The Bush administration was ordered this week to take a number of steps intended to help preserve email messages sent between 2003 and 2005 that had been thought to have been deleted -- but the way the court order was phrased offers a number of loopholes to avoid the intent of the order.

Aside from the political issues about jurisdiction regarding the Federal Records Act and the Presidential Records Act -- which the Bush administration is using to fight the court order -- there are a number of technical and procedural issues that are applicable to any IT department facing electronic records discovery associated with a court case.

"The dispute over recovery of the missing e-mails was provoked by the disclosure four years ago that the White House, in switching to a new internal e-mail system shortly after Bush's election, had abandoned an automatic archiving system meant to preserve all messages containing official business," reported the Washington Post. "Under the new system, any of the 3,000 or so regular White House employees could access e-mail storage files, enabling them to delete messages."

Potentially millions of email messages -- including those covering key moments related to the invasion of Iraq and to a federal probe of the leak of Valerie Plame Wilson's classified employment with the CIA -- could have been missing.

The Justice Department reported last week that after a $10 million investigation, it had located 14 million email messages, which it said it would turn over to the National Archives.
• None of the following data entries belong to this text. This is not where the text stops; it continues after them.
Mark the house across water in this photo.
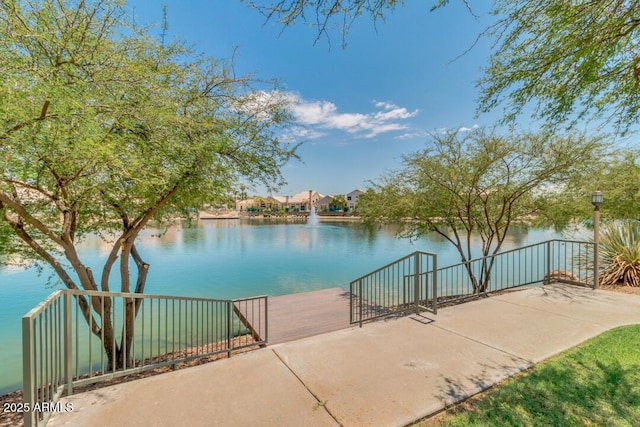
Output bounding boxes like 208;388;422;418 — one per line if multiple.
235;189;364;214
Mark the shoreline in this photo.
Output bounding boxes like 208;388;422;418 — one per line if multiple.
199;213;363;221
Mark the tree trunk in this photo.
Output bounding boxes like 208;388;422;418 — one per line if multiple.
103;244;150;371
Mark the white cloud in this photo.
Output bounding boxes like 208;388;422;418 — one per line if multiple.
285;94;419;139
235;90;289;121
396;130;430;140
291;126;326;140
244;91;478;142
396;124;480;140
457;124;480;132
436;124;480;135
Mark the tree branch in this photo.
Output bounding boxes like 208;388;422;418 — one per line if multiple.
0;101;57;143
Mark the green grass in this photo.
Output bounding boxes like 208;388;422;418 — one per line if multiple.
422;325;640;427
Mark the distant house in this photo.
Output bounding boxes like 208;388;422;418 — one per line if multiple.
235;196;280;212
261;196;282;211
236;198;255;211
317;195;334;212
237;190;358;213
346;189;364;211
270;195;289;209
285;190;323;212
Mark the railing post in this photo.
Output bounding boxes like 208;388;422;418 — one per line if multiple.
264;296;269;343
227;301;232;356
593;241;599;289
358;279;363;328
22;313;35;427
349;282;353;324
432;254;438;315
64;291;73;395
414;252;420;314
545;240;551;285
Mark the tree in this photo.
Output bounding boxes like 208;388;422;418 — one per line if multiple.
595;151;640;220
479;0;640;134
329;194;347;211
533;147;640;229
358;128;603;293
0;0;297;369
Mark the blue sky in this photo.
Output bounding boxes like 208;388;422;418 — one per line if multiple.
127;0;498;196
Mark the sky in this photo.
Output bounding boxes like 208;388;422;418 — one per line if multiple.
126;0;499;197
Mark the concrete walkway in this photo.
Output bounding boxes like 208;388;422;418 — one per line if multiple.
48;284;640;427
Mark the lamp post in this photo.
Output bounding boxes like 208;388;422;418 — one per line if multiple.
592;190;603;288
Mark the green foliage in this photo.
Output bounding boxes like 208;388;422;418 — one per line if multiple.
511;148;640;232
0;0;296;282
329;194;347;210
428;325;640;426
599;221;640;287
536;148;640;229
481;0;640;134
359;128;603;292
0;0;297;367
595;151;640;220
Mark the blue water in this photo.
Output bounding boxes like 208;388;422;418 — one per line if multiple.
0;219;558;393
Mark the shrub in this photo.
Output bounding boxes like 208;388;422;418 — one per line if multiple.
598;221;640;287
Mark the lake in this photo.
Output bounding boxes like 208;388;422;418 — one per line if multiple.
0;219;558;394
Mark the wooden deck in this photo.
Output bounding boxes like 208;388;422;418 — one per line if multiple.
267;288;353;345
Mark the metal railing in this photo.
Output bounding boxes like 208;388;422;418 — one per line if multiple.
437;239;594;304
349;239;594;325
350;251;438;326
22;290;267;427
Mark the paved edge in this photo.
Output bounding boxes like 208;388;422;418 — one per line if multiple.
47;284;640;427
48;349;340;427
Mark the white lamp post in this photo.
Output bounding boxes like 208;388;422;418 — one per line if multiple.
592;190;603;288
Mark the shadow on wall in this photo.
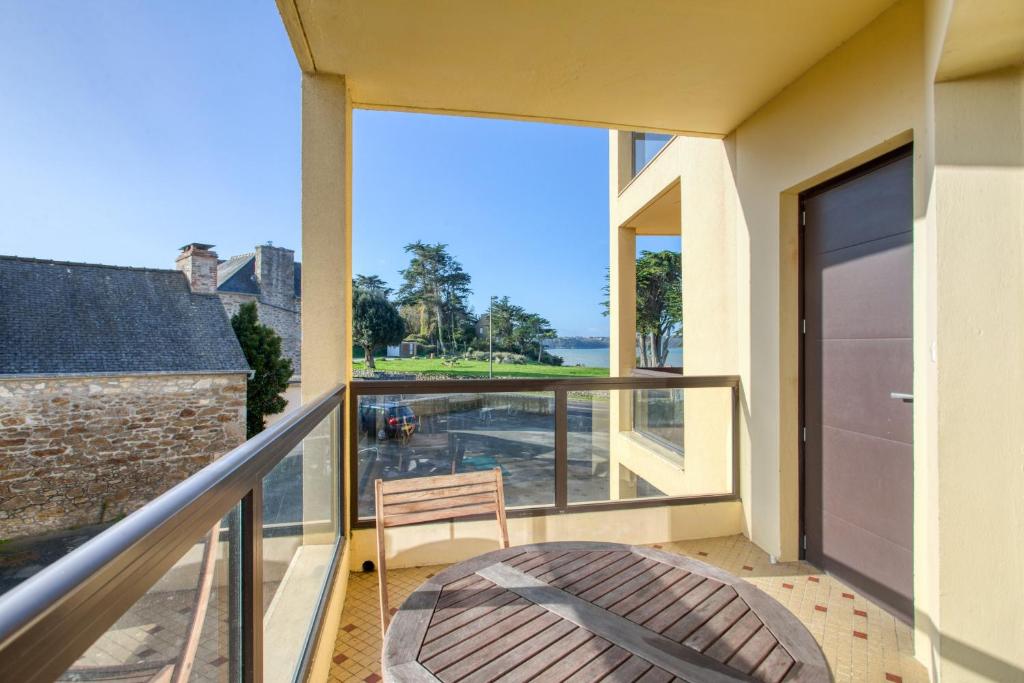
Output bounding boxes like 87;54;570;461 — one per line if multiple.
915;610;1024;683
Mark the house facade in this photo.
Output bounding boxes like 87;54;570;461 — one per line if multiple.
0;256;248;539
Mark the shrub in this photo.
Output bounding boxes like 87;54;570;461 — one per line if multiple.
539;351;564;366
462;350;529;364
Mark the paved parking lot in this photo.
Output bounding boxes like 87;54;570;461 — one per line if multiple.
353;396;665;519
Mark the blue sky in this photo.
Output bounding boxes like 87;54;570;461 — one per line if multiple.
0;2;676;337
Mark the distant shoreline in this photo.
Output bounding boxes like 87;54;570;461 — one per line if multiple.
548;347;683;369
544;337;610;349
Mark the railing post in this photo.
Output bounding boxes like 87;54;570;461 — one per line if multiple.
242;484;264;683
732;385;741;498
555;389;568;510
348;386;360;531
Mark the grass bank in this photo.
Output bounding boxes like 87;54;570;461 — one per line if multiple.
353;357;608;379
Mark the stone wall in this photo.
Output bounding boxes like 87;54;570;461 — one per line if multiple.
0;373;246;540
220;292;301;377
254;245;295;310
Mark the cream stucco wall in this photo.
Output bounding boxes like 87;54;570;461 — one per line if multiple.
931;65;1024;681
732;0;928;566
351;501;744;570
609;134;743;510
697;0;941;670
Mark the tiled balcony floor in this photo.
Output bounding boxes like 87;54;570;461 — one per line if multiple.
330;535;928;683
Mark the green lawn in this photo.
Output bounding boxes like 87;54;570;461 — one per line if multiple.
353;357;608;379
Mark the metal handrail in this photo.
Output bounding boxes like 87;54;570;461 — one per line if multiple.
350;373;737;394
0;384;345;683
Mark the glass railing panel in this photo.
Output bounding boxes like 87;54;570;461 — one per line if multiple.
262;405;340;682
569;386;734;503
61;507;242;683
355;392;555;519
566;389;612;504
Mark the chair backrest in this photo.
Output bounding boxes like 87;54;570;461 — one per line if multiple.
374;468;509;635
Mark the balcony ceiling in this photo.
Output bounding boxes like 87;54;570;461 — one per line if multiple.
279;0;898;135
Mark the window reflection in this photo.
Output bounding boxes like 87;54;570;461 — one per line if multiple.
631;132;672;177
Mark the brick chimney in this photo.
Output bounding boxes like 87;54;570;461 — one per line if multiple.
175;243;219;294
254;242;296;309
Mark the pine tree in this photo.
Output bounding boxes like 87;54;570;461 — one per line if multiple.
231;302;293;437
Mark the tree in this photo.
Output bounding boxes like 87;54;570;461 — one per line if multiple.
352;289;406;369
600;250;682;367
518;312;556;362
231;302;293;438
354;274;392;297
635;250;682;367
396;242;472;355
488;296;522;348
486;296;558;362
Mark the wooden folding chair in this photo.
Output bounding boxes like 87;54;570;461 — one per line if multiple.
374;468;509;636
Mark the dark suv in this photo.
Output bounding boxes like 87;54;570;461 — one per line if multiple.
359;402;419;441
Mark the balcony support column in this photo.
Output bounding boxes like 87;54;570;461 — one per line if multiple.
301;73;352;402
298;72;351;683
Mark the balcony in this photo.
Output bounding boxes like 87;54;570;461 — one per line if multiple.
1;0;1021;679
0;374;926;682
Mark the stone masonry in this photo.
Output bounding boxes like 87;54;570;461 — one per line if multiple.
0;373;246;540
219;291;301;377
181;243;302;377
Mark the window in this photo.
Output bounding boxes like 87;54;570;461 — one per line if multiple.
630;132;672;178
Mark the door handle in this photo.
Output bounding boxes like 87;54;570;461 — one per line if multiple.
890;392;913;403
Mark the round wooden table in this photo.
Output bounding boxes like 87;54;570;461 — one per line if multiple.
382;541;831;682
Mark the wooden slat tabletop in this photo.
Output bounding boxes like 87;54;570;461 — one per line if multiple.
382;542;831;683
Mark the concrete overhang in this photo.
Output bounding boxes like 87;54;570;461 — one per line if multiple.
937;0;1024;81
624;182;681;236
276;0;898;136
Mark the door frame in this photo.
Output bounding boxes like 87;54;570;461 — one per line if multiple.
797;142;914;562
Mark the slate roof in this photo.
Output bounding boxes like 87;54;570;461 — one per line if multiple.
216;254;301;299
0;256;250;377
217;253;259;295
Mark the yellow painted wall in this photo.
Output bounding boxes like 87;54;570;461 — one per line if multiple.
610;134;744;515
733;0;928;564
351;501;744;569
723;0;945;671
624;1;1023;676
932;65;1024;681
614;0;944;671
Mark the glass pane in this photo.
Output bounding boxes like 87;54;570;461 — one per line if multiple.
62;507;241;683
566;390;611;503
631;132;672;176
356;392;555;519
262;406;340;682
633;388;683;450
569;387;733;503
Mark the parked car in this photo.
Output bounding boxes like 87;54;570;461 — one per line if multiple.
359;402;419;442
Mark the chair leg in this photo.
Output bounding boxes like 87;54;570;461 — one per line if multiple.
494;468;510;549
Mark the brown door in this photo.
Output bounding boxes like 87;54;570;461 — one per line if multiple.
801;147;913;622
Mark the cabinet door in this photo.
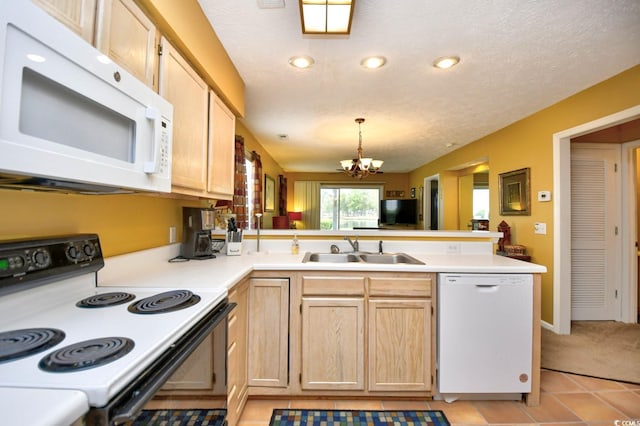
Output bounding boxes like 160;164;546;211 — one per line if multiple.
301;297;364;390
162;334;213;390
207;91;235;200
227;280;249;426
32;0;96;43
248;278;289;387
368;299;431;391
96;0;157;88
159;37;208;193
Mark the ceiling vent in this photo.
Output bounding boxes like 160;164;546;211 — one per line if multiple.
257;0;285;8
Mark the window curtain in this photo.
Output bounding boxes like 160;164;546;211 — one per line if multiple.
232;135;248;229
251;151;263;229
278;175;288;216
293;181;320;229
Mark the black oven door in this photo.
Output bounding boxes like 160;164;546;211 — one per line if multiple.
84;299;235;426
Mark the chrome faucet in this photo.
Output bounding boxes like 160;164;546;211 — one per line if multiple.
344;235;359;252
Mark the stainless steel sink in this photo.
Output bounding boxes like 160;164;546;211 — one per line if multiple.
302;252;424;265
358;253;424;265
303;252;362;263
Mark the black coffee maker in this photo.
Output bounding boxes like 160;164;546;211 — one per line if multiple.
181;207;215;259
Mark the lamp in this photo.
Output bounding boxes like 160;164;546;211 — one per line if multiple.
288;211;302;229
299;0;354;35
339;118;383;179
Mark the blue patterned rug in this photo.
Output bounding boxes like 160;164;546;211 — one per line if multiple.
132;408;226;425
269;409;450;426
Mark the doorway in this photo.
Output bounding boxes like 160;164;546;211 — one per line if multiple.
553;105;640;334
424;174;441;230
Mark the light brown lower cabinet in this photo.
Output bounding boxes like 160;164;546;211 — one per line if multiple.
368;275;433;392
226;279;249;426
368;298;431;391
297;272;434;394
247;277;290;388
159;333;215;390
301;296;365;390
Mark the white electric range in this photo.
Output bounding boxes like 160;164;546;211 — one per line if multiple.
0;234;230;425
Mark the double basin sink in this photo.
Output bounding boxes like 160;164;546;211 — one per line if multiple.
302;252;424;265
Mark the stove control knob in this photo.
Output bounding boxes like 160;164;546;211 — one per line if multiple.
83;243;96;258
32;249;50;268
67;245;79;260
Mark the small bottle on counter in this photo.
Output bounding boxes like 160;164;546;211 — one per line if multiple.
291;233;299;255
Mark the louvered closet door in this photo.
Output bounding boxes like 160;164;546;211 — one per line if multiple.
570;144;621;320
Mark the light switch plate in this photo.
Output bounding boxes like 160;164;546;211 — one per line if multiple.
534;222;546;235
538;191;551;202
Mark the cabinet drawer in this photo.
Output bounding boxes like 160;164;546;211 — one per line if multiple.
368;276;432;297
302;276;365;296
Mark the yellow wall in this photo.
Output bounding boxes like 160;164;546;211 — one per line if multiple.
0;190;207;257
409;64;640;324
458;173;474;230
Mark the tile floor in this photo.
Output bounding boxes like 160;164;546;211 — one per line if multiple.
237;370;640;425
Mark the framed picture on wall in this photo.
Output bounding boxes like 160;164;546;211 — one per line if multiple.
499;168;531;215
264;174;275;212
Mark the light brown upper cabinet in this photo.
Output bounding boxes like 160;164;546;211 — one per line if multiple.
32;0;97;43
159;37;235;200
158;37;209;194
208;91;236;200
96;0;158;89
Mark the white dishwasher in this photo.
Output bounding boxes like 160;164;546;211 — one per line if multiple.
437;273;533;402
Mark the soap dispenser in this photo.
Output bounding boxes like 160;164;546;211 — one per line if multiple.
291;233;299;255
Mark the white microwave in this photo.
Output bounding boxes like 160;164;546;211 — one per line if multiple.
0;2;173;194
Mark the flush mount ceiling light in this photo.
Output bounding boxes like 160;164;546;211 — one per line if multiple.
433;56;460;69
299;0;355;35
360;56;386;69
339;118;383;179
288;55;315;69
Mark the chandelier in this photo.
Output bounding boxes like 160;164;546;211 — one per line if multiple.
340;118;384;179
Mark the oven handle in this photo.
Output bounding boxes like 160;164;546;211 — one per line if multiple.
89;300;236;425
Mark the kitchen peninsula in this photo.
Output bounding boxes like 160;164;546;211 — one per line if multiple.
99;230;546;425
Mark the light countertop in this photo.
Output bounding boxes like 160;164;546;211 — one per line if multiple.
0;388;88;426
99;239;546;293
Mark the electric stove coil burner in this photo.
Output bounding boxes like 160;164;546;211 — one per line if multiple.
0;328;65;363
76;292;135;308
38;337;134;372
127;289;201;314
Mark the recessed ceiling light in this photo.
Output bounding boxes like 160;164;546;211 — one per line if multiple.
433;56;460;70
360;56;387;69
288;55;315;69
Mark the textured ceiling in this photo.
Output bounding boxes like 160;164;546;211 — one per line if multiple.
198;0;640;173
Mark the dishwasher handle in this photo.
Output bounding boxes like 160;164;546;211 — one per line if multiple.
475;284;499;292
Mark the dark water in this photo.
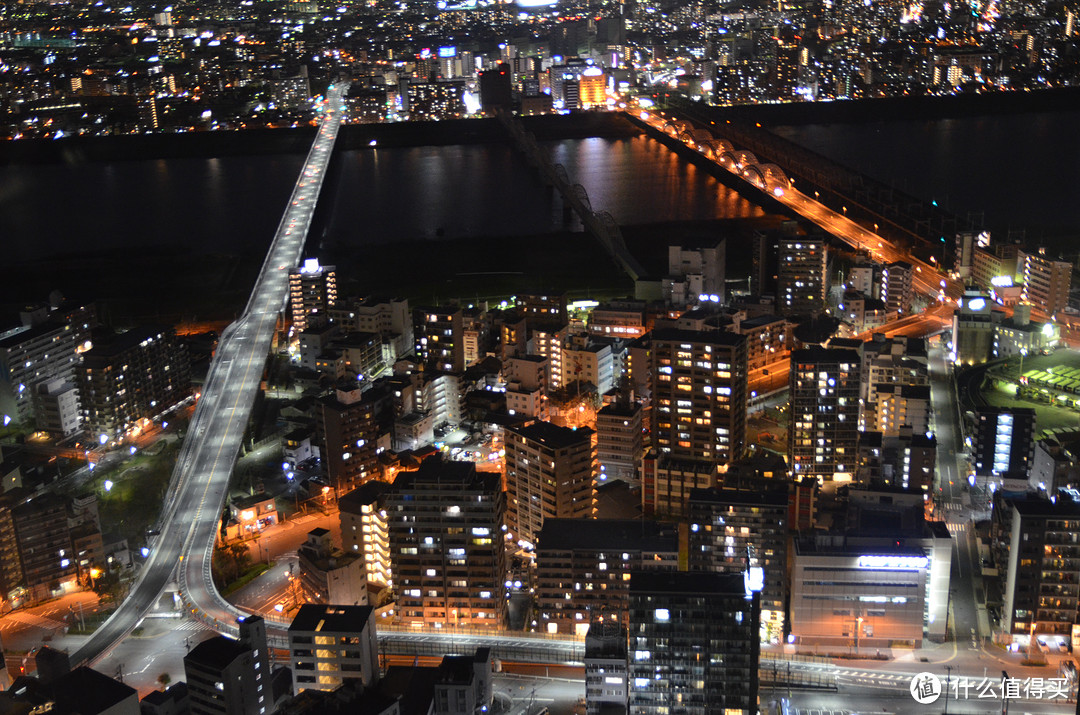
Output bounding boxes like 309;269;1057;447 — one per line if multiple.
1;135;765;264
772;110;1080;246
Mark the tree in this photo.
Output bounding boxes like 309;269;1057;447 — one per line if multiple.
158;672;171;688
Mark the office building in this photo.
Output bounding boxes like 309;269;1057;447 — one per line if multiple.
338;481;392;588
650;328;747;464
972;407;1036;481
536;519;678;635
596;402;644;487
479;63;512;114
297;528;368;607
952;290;999;366
999;493;1080;647
78;325;191;441
687;486;789;641
289;258;338;333
791;540;931;648
1021;249;1072;317
414;306;466;373
0;299;94;430
628;571;760;715
777;235;827;317
505;422;596;546
184;616;271;715
789;346;861;482
993;305;1059;358
879;261;914;315
584;620;628;715
386;456;506;628
288;604;379;694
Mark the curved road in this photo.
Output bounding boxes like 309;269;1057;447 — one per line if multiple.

However, the serendipity of the find, along with the refusal of the department to detail the procedures it had used to locate the email messages, raised suspicions.

The court order directed the Executive Office of the President to search the workstations, and any .PST files located therein, of any individuals who were employed between March 2003 and October 2005, and to collect and preserve all e-mails sent or received between March 2003 and October 2005 and to issue a preservation notice to its employees directing them to surrender any media in their possession–irrespective of the intent with which it was created–that may contain e-mails sent or received between March 2003 and October 2005, and for EOP to collect and preserve all such media.

So -- aside from the fact that, with the inauguration scheduled for Tuesday, any such email is probably long gone -- what are the problems with this court order?

  • It covers only workstations. Email sent from other hardware, such as Blackberrys, is not covered.
  • Email potentially sent from other email systems, such as Yahoo! Mail, to circumvent regulations around government email, is not covered.
  • Only email that is saved in .PST files is covered. Even Microsoft Outlook doesn't use only .PST files for all email files.
  • If an individual was a contractor, and not an employee, it is not clear whether they will be included.
  • The order refers to "any media" -- which includes portable hard drives, CDs, DVDs, memory sticks, and flash drives. This not only points out the inherent insecurity in allowing such media, but also how difficult it would be to prevent people from destroying such media or taking it outside. Will employees be strip-searched to make sure they're not hiding a USB drive somewhere when they leave the White House? Don't be silly.